15-493 - Information Retrieval and Web Mining
Jamie Callan
Yiming Yang
Due: Tuesday, October 20, 2009

Homework #2

The purpose of this assignment is to gain experience with four different document ranking algorithms and two types of query operators.

This assignment consists of three major parts:

  1. Write a program that will evaluate queries and produce a ranking of documents;
  2. Do some experiments with different methods of ranking documents; and
  3. Write a report describing your program, the experiments, and your conclusions.
The report is an important part of your grade. Leave enough time to do a good job on it.

The Program

Your program should run a single retrieval experiment. A single retrieval experiment is a loop over a set of queries.

For each query:

  1. Read one query from the query file.
  2. Parse the query to create a corresponding query tree in which the internal nodes are query operators and the leaves are index terms. An example is shown below.
     

    Your query parser should handle the following cases:
    1. If a query has no explicit query operator, default to the typical choice for the retrieval algorithm;
    2. Discard terms that are stopwords; and
    3. Handle hyphenated terms (e.g., near-death) and other ambiguous forms of punctuation (use your own judgment about how to handle them).
  3. Evaluate the query, using a depth-first, term-at-a-time strategy. The evaluation of a leaf node should fetch the inverted list for the index term, if one is available. Note that some query terms may not occur in the index.
  4. Sort the matching documents by their scores, in descending order.
  5. Write the information for the best 100 documents retrieved to a file. Use trec_eval format (shown below).

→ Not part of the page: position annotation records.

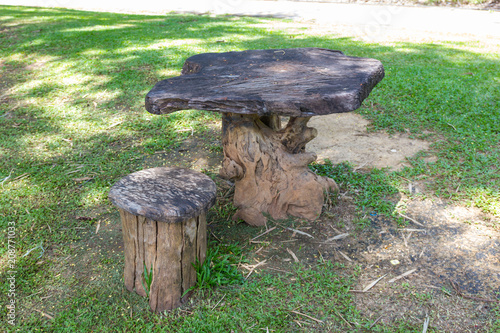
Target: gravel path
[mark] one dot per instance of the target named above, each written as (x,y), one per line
(369,21)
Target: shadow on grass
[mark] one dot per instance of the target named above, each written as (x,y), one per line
(73,88)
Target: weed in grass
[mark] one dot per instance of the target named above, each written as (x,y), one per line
(373,191)
(147,279)
(219,268)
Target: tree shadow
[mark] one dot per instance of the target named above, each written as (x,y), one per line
(71,75)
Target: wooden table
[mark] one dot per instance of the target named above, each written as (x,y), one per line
(253,89)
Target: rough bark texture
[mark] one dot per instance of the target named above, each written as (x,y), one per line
(298,82)
(164,227)
(169,250)
(269,167)
(253,88)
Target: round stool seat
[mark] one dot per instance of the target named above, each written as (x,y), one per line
(163,214)
(164,194)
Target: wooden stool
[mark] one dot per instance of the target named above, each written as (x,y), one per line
(164,231)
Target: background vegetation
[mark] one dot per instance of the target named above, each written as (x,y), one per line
(72,122)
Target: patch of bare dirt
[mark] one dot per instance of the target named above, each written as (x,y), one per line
(343,137)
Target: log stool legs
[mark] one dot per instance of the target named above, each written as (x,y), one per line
(164,231)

You must develop and compare four different ranking algorithms (step 3, above).

  1. Vector Space: The vector space retrieval model, using LNC.LTC weighting.
  2. The query likelihood retrieval model, with two-stage smoothing.
  3. Indri: The query likelihood retrieval model, with Dirichlet priors.
  4. Custom: Your own ideas.
All four ranking algorithms must be capable of processing unstructured queries using the standard method of combining scores for that algorithm (summation for vector space, probabilistic AND for query likelihood and Indri).

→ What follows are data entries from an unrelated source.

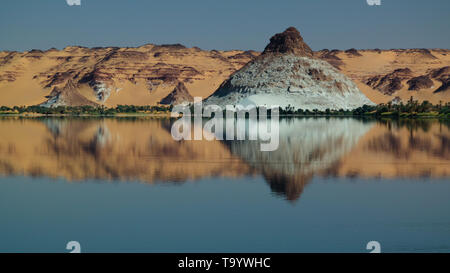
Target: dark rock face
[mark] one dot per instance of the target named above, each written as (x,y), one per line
(178,96)
(289,41)
(330,57)
(421,82)
(442,75)
(390,83)
(444,87)
(68,95)
(353,52)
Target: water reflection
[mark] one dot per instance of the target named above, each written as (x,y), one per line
(141,149)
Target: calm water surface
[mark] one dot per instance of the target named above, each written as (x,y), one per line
(124,185)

Your program must support two additional query operators for two of the ranking algorithms.

  1. Vector Space:
    1. #OR, using the p-norm algorithm.
    2. #NEAR/n, using the algorithm implemented in HW1.
  2. Indri:
    1. #OR, using Indri's probabilistic OR algorithm.
    2. #NEAR/n, using the algorithm implemented in HW1.
The query language should use a prefix-style query language. For example, the OR operator is defined as "#OR( )"; NEAR operators should be defined similarly "#NEAR/n".

Your program can be written in C++, Java, or the language you used for HW1. If you wish to use a different programming language, ask first.

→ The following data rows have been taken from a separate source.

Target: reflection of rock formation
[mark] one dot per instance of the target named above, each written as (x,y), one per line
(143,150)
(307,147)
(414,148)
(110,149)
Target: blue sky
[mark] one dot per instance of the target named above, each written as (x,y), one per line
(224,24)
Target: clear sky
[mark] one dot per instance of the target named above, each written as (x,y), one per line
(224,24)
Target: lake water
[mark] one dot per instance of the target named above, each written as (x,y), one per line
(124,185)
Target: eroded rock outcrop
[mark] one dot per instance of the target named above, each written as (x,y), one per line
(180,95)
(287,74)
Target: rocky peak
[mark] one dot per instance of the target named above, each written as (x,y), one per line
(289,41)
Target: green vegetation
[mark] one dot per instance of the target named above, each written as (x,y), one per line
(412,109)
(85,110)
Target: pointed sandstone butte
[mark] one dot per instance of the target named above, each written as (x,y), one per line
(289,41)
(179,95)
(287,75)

Your program should be well written and provide clear documentation within the source code.

Data

The corpus is stored in an index on the lemurproject.org server. The index is accessed using a web-based service that provides both a simple interactive search interface and a simple software API. Your program will use the software API for interacting with the index.

You need to know four things to use the server-based index.

  1. The web service is located at http://education.lemurproject.org/search/rcv1.
  2. The index is password protected. See the instructor to obtain the username and password.
  3. Examples of how to issue http GET requests with an embedded username and password from programs in several different programming languages are provided at http://education.lemurproject.org/SoftwareAccess.php.
  4. The web service commands that access the document index are described at http://education.lemurproject.org/cgiinterface.php. This document describes how to fetch inverted lists, term-specific corpus statistics, and similar information. Note that the document IDs are internal document IDs of the index.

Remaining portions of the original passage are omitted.